Le détecteur AMS-02 au Cern en juillet 2010 avant son départ pour le Centre spatial Kennedy. Crédit : Maximilien Brice-Cern

L'Alpha Magnetic Spectrometer (AMS) a été qualifié de « télescope Hubble des rayons cosmiques » tant on attend de lui qu'il révolutionne notre connaissance des rayons cosmiques en mesurant leur flux avec une précision supérieure de plusieurs ordres de grandeur aux techniques actuelles.

Plus de 600 scientifiques de 56 institutions réparties dans 16 pays sur 3 continents ont collaboré pendant 15 ans sur ce projet consistant à installer dans l'espace un détecteur de rayons cosmiques aux performances équivalentes à celles de ceux équipant des accélérateurs de particules. Un premier prototype, AMS-01, avait déjà fait un fait un vol dans l'espace en juin 1998 à bord de la navette spatiale.


Une présentation générale de la mission AMS-02. Crédit : Esa

AMS-02 restera, lui, bien plus longtemps dans l'espace puisqu'il sera installé à bord de l'ISS, la Station spatiale internationale, pendant de nombreuses années. Finalement équipé d'un aimant classique et pas d'un aimant supraconducteur refroidi à l'hélium liquide, il pourra fonctionner pendant 10 ans et fera des mesures de flux de rayons cosmiques dont la précision sera de l'ordre d'une partie pour 10 milliards.


Une vidéo sur l'antimatière et AMS. Crédit : ams02tv

Antimatière et matière noire

A la chasse aux antinoyaux, positrons et strangelets, il pourrait se révéler crucial pour démontrer qu'il existe bien quelque part dans l'Univers observable des étoiles d'antimatière, des mini trous noirs en train de s'évaporer par rayonnement Hawking ou des neutralinos en train de s'annihiler.
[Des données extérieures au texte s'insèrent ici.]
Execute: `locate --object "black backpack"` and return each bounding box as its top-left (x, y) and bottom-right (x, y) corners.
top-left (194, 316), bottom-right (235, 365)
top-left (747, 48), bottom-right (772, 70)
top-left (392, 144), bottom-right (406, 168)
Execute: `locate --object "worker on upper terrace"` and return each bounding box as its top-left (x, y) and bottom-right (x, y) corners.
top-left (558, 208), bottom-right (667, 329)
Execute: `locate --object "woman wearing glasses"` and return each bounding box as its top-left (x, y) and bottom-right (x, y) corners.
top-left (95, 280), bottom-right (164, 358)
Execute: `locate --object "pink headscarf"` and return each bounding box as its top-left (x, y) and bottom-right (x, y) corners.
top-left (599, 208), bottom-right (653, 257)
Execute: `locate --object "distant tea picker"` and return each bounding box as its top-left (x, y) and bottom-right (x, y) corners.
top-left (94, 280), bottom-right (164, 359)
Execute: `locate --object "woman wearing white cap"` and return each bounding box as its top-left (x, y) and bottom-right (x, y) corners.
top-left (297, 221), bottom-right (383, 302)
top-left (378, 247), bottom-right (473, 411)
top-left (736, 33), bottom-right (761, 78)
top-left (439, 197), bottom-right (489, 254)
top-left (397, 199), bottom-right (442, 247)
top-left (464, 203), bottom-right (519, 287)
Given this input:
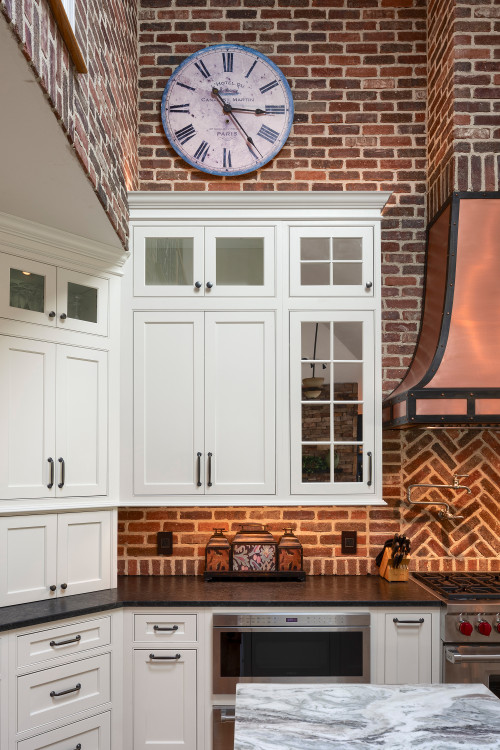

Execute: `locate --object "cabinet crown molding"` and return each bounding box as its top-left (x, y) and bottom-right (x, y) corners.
top-left (0, 212), bottom-right (128, 276)
top-left (128, 191), bottom-right (391, 220)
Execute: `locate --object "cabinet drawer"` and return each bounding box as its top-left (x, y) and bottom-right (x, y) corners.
top-left (134, 614), bottom-right (198, 643)
top-left (17, 713), bottom-right (111, 750)
top-left (17, 617), bottom-right (111, 667)
top-left (17, 654), bottom-right (111, 732)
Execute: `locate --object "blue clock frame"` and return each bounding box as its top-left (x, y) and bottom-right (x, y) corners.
top-left (161, 44), bottom-right (294, 177)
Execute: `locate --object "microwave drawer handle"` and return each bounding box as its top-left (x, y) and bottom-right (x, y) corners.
top-left (445, 648), bottom-right (500, 664)
top-left (153, 625), bottom-right (179, 633)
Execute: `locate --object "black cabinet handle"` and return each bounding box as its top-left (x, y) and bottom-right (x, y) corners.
top-left (207, 453), bottom-right (212, 487)
top-left (57, 458), bottom-right (66, 490)
top-left (50, 682), bottom-right (82, 698)
top-left (196, 451), bottom-right (201, 487)
top-left (49, 635), bottom-right (82, 648)
top-left (47, 458), bottom-right (54, 490)
top-left (153, 625), bottom-right (179, 632)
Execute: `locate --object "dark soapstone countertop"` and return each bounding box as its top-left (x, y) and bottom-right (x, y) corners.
top-left (0, 576), bottom-right (441, 631)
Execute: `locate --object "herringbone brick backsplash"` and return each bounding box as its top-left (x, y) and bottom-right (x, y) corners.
top-left (118, 429), bottom-right (500, 575)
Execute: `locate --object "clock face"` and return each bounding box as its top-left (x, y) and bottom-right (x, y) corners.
top-left (161, 44), bottom-right (293, 175)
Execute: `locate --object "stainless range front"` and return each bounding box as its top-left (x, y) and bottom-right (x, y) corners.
top-left (414, 573), bottom-right (500, 698)
top-left (213, 613), bottom-right (370, 695)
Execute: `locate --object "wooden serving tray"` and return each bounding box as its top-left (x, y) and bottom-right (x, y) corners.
top-left (203, 570), bottom-right (306, 581)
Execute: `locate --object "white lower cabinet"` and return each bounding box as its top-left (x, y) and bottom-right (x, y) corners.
top-left (384, 610), bottom-right (440, 685)
top-left (17, 654), bottom-right (111, 732)
top-left (17, 712), bottom-right (111, 750)
top-left (0, 511), bottom-right (112, 606)
top-left (133, 647), bottom-right (197, 750)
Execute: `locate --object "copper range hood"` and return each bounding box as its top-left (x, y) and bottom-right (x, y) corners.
top-left (383, 192), bottom-right (500, 428)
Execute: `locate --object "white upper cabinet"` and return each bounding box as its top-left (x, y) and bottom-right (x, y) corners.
top-left (290, 225), bottom-right (373, 297)
top-left (0, 336), bottom-right (108, 500)
top-left (290, 311), bottom-right (375, 496)
top-left (134, 312), bottom-right (275, 495)
top-left (134, 226), bottom-right (275, 298)
top-left (0, 254), bottom-right (109, 336)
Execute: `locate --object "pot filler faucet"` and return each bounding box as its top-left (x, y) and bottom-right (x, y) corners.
top-left (406, 474), bottom-right (471, 520)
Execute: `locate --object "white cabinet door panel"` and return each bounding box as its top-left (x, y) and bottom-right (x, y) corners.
top-left (57, 511), bottom-right (111, 596)
top-left (385, 610), bottom-right (437, 685)
top-left (17, 711), bottom-right (111, 750)
top-left (205, 312), bottom-right (276, 494)
top-left (57, 268), bottom-right (109, 336)
top-left (0, 336), bottom-right (56, 499)
top-left (133, 647), bottom-right (197, 750)
top-left (0, 514), bottom-right (57, 606)
top-left (134, 312), bottom-right (203, 495)
top-left (56, 346), bottom-right (108, 497)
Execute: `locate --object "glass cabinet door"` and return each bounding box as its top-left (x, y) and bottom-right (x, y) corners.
top-left (205, 226), bottom-right (275, 297)
top-left (290, 311), bottom-right (374, 494)
top-left (57, 268), bottom-right (108, 336)
top-left (0, 255), bottom-right (56, 326)
top-left (134, 226), bottom-right (205, 297)
top-left (290, 226), bottom-right (373, 297)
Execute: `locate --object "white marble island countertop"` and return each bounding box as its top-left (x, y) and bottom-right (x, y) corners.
top-left (234, 684), bottom-right (500, 750)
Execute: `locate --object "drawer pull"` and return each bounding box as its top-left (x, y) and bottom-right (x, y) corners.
top-left (49, 635), bottom-right (82, 648)
top-left (50, 682), bottom-right (82, 698)
top-left (153, 625), bottom-right (179, 632)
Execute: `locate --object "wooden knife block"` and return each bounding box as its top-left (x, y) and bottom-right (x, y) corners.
top-left (379, 547), bottom-right (410, 582)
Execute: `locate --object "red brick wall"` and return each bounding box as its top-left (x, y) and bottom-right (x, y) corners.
top-left (0, 0), bottom-right (138, 243)
top-left (119, 0), bottom-right (500, 575)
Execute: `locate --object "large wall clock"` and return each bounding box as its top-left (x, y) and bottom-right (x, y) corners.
top-left (161, 44), bottom-right (293, 176)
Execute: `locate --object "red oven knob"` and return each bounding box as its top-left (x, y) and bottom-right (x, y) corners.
top-left (477, 620), bottom-right (491, 635)
top-left (458, 620), bottom-right (474, 635)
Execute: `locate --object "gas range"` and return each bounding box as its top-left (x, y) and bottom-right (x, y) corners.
top-left (413, 573), bottom-right (500, 645)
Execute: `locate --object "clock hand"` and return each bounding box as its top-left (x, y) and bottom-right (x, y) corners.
top-left (212, 86), bottom-right (262, 159)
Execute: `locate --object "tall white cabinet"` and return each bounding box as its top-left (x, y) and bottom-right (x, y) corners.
top-left (0, 214), bottom-right (124, 606)
top-left (121, 193), bottom-right (388, 505)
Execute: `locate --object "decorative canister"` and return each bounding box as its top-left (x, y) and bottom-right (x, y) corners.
top-left (231, 523), bottom-right (277, 572)
top-left (205, 529), bottom-right (231, 571)
top-left (278, 528), bottom-right (304, 570)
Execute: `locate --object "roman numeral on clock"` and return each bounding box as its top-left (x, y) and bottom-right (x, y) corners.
top-left (175, 123), bottom-right (196, 145)
top-left (266, 104), bottom-right (285, 115)
top-left (222, 148), bottom-right (232, 169)
top-left (194, 141), bottom-right (210, 161)
top-left (245, 60), bottom-right (259, 78)
top-left (177, 81), bottom-right (196, 91)
top-left (259, 81), bottom-right (278, 94)
top-left (257, 125), bottom-right (279, 143)
top-left (222, 52), bottom-right (234, 73)
top-left (195, 60), bottom-right (210, 78)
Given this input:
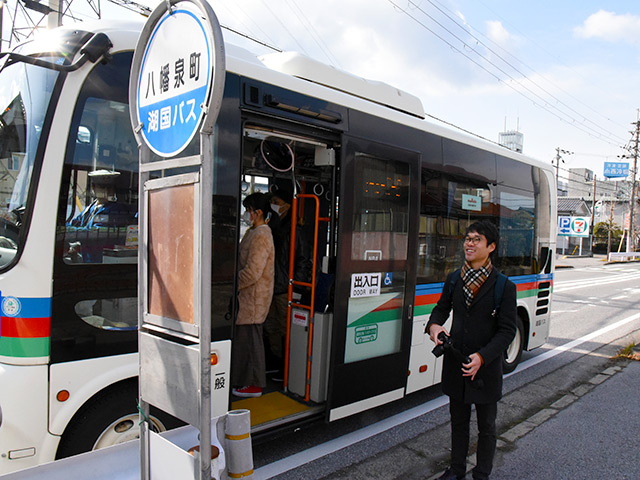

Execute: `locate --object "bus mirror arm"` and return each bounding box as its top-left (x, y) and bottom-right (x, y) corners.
top-left (0, 33), bottom-right (113, 72)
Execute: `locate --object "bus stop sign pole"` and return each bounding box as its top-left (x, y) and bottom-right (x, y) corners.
top-left (129, 0), bottom-right (225, 480)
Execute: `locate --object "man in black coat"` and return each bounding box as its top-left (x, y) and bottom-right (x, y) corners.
top-left (425, 220), bottom-right (517, 480)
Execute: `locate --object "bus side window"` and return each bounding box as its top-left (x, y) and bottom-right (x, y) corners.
top-left (75, 297), bottom-right (138, 330)
top-left (64, 97), bottom-right (138, 264)
top-left (51, 52), bottom-right (138, 356)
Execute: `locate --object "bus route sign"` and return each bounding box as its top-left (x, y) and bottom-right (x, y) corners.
top-left (136, 2), bottom-right (215, 157)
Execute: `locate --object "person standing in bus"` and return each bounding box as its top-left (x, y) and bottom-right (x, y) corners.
top-left (231, 193), bottom-right (275, 397)
top-left (264, 188), bottom-right (312, 382)
top-left (425, 220), bottom-right (517, 480)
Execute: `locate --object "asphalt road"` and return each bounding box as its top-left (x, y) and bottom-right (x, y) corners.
top-left (254, 258), bottom-right (640, 480)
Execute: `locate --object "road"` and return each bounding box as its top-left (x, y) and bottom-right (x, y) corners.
top-left (254, 259), bottom-right (640, 480)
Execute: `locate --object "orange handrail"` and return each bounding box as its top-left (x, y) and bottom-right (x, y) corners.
top-left (284, 193), bottom-right (329, 402)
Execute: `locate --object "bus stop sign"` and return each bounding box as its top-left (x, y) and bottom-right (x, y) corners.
top-left (136, 2), bottom-right (215, 157)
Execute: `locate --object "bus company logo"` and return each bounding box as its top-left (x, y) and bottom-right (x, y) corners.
top-left (2, 297), bottom-right (22, 317)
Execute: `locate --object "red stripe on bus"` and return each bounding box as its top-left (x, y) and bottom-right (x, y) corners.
top-left (516, 282), bottom-right (538, 292)
top-left (0, 317), bottom-right (51, 338)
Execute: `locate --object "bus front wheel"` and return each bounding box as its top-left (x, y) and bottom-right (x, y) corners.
top-left (502, 315), bottom-right (524, 373)
top-left (56, 382), bottom-right (183, 459)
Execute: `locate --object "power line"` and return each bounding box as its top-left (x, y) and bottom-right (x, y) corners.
top-left (417, 0), bottom-right (624, 141)
top-left (388, 0), bottom-right (618, 146)
top-left (285, 0), bottom-right (342, 68)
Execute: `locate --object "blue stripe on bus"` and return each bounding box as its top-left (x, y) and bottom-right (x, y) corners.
top-left (0, 295), bottom-right (51, 318)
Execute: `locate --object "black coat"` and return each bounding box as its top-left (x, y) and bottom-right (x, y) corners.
top-left (427, 267), bottom-right (517, 404)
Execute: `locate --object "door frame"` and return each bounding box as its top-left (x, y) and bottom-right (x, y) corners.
top-left (327, 135), bottom-right (421, 421)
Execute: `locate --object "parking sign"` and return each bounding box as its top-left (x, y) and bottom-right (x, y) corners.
top-left (558, 217), bottom-right (589, 237)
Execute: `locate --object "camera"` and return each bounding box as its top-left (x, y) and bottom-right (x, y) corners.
top-left (431, 332), bottom-right (453, 358)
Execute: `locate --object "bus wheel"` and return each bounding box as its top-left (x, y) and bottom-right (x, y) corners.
top-left (56, 382), bottom-right (183, 459)
top-left (502, 315), bottom-right (524, 373)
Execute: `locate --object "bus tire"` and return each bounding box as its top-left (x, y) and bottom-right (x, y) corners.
top-left (502, 315), bottom-right (525, 373)
top-left (56, 381), bottom-right (184, 460)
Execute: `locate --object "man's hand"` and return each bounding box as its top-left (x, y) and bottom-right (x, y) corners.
top-left (462, 353), bottom-right (482, 380)
top-left (429, 323), bottom-right (449, 345)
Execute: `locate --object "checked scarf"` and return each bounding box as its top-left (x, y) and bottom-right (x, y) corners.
top-left (460, 258), bottom-right (493, 308)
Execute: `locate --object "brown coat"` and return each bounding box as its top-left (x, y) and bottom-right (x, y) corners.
top-left (236, 225), bottom-right (275, 325)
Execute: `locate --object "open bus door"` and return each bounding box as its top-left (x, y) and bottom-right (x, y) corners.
top-left (327, 137), bottom-right (420, 421)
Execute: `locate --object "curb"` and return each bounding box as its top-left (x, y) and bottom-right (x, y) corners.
top-left (427, 365), bottom-right (624, 480)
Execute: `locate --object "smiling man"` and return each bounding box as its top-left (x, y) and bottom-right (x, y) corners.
top-left (425, 220), bottom-right (516, 480)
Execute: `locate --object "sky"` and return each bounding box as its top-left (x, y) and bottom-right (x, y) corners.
top-left (5, 0), bottom-right (640, 179)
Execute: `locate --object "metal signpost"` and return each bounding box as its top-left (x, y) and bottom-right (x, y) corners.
top-left (129, 0), bottom-right (225, 480)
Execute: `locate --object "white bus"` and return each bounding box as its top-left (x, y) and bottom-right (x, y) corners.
top-left (0, 22), bottom-right (556, 474)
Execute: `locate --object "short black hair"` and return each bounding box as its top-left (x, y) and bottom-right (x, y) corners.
top-left (465, 220), bottom-right (500, 253)
top-left (242, 192), bottom-right (271, 219)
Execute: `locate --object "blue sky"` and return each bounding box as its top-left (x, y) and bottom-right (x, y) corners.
top-left (5, 0), bottom-right (640, 178)
top-left (138, 0), bottom-right (640, 178)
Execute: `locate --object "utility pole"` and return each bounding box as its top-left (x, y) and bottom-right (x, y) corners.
top-left (0, 0), bottom-right (7, 52)
top-left (551, 147), bottom-right (573, 194)
top-left (627, 119), bottom-right (640, 252)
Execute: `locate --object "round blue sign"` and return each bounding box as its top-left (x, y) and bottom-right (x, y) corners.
top-left (137, 2), bottom-right (214, 157)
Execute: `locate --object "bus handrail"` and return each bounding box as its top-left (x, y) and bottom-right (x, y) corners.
top-left (284, 193), bottom-right (320, 402)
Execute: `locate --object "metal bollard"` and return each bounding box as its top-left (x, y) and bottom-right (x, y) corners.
top-left (225, 410), bottom-right (253, 479)
top-left (187, 445), bottom-right (220, 480)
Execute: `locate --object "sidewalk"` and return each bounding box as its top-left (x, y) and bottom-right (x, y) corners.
top-left (304, 330), bottom-right (640, 480)
top-left (491, 362), bottom-right (640, 480)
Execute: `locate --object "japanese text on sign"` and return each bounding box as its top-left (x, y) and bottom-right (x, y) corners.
top-left (604, 162), bottom-right (629, 178)
top-left (351, 273), bottom-right (382, 298)
top-left (137, 7), bottom-right (212, 157)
On pourrait donc en apprendre beaucoup sur la cosmologie primordiale dont les mini trous noirs peuvent servir de sonde efficace, l'énigme du manque apparent d'antimatière cosmologique ou encore sur la nature de la matière noire, probablement composée de particules supersymétriques.


Une vidéo sur la matière noire que traquera AMS. Crédit : ams02tv

Pour l'heure, AMS-02 a rejoint une chambre blanche du Centre spatial Kennedy pour y subir pendant quelques semaines d'ultimes tests. Une fois en orbite à 300 km d'altitude, le détecteur collectera cependant des centaines de millions de rayons cosmiques primaires et enverra vers la Terre un flux d'information de 2 megabits/s. Ces primaires sont en quelque sorte les rayons cosmiques bruts, avant qu'ils ne produisent les gerbes de particules que l'on mesure au sol (par exemple avec Auger), issues des collisions avec les noyaux de l'atmosphère en haute altitude.

Qui peut savoir quels mondes ils nous révéleront ?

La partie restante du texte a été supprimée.